An Ohio bill that included a ban on biological males from competing on girls' school sports teams cleared the state Senate but failed to pass the General Assembly.
The more than 2,000-page bill was originally only intended to change the state's teacher residency program. However, on Wednesday Ohio lawmakers added the "Save Women's Sports Act" as an amendment along with more extensive measures such as one taking away most powers from the State Board of Education and another instructing schools to teach students to abstain from sex until marriage, among other things,
The bill, which prohibited "individuals of the male sex" from participating in girl's school sports but specifically not "participants of the female sex" from participating in boy's sports, passed the Ohio Senate on Wednesday by 23-7 on a party line vote, local outlet WCMH reported.

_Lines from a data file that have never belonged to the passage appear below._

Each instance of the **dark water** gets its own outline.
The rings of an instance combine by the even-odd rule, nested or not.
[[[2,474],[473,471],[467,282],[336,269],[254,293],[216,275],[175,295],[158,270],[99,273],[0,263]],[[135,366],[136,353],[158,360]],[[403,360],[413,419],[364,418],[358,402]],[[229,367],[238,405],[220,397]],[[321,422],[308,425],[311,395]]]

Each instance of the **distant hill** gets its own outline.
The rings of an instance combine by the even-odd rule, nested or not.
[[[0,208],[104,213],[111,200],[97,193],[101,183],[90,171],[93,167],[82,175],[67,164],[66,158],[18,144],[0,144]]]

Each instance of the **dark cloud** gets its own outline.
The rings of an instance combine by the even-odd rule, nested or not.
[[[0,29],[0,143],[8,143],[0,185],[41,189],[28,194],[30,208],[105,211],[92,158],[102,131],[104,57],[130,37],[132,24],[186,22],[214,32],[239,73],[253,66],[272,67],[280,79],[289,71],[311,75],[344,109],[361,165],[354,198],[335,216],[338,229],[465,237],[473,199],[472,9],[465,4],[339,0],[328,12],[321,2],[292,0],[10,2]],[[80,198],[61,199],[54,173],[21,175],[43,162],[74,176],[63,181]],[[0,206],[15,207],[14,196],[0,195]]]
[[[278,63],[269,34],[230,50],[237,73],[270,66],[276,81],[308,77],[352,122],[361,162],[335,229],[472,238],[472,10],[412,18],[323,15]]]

The General Assembly voted to reject the bill early Thursday, but much of the legislation will likely be reintroduced in the next General Assembly, Ohio Senate President Matt Huffman said.
Ohio Republican Gov. Mike DeWine said he does not think the state legislature should take up the matter.
"This issue is best addressed outside of government, through individual sports leagues and athletic associations, including the Ohio High School Athletic Association, who can tailor policies to meet the needs of their member athletes and member institutions," he previously said.